Abstract

This paper presents a global nonlinear tracking control system for a quadrotor unmanned aerial vehicle (UAV) in the presence of underactuation, external disturbances and model uncertainties. Quadrotor systems lack enough independent control inputs to control their entire configuration space directly due to underactuation. The proposed solution is to adopt a cascade feedback technique that splits the system dynamics into attitude and position dynamics. The proposed controller is developed directly on the special Euclidean group with a region of attraction covering the entire configuration space where its stability is proven using Lyapunov functions. The controller guarantees the asymptotical convergence of tracking error in the presence of model uncertainties and external disturbances. In particular, the control method combines three techniques: a second-order sliding mode control (SMC), a dynamic surface control, and a non-parametric adaptation mechanism. The SMC is used to stabilize the position dynamics (internal dynamics) by generating a proper attitude command for the attitude controller. The DMC control guarantees the attitude dynamics stability globally and tracking performance while avoiding the mathematical complexities associated with the highly nonlinear dynamics.

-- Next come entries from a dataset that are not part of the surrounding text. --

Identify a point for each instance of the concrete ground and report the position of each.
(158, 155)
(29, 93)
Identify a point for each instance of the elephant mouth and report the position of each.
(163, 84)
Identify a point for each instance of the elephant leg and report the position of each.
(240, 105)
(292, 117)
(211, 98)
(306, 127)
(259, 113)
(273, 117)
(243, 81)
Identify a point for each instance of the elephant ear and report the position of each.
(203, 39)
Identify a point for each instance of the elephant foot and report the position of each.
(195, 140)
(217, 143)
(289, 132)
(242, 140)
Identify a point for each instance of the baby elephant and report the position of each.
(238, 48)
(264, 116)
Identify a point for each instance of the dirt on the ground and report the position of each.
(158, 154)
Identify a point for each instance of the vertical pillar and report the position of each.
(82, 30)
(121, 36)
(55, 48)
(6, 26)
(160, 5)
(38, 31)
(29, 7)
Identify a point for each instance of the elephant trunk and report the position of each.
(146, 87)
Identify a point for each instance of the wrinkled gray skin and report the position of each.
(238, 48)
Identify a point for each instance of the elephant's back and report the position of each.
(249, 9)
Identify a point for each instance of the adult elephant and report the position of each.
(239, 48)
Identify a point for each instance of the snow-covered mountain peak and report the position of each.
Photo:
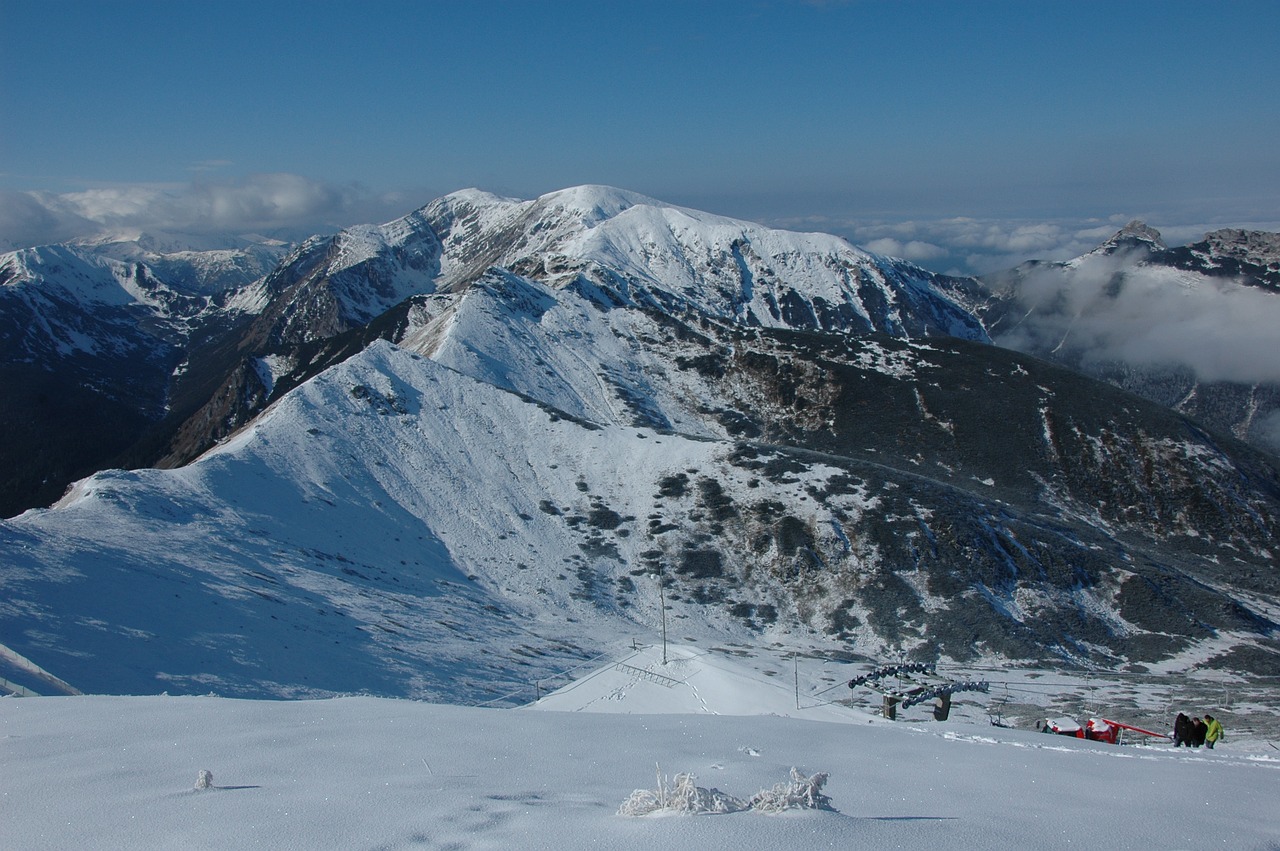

The adaptation mechanism includes a radial basis function neural network to observe uncertainties without the need for prior training. The uncertainties considered include unmodeled dynamics, external disturbances and parameter uncertainties including the mass and inertial matrices as well as motor coefficients. The desirable features of the proposed control system are illustrated by both numerical simulation and experiments on a UAV testbed.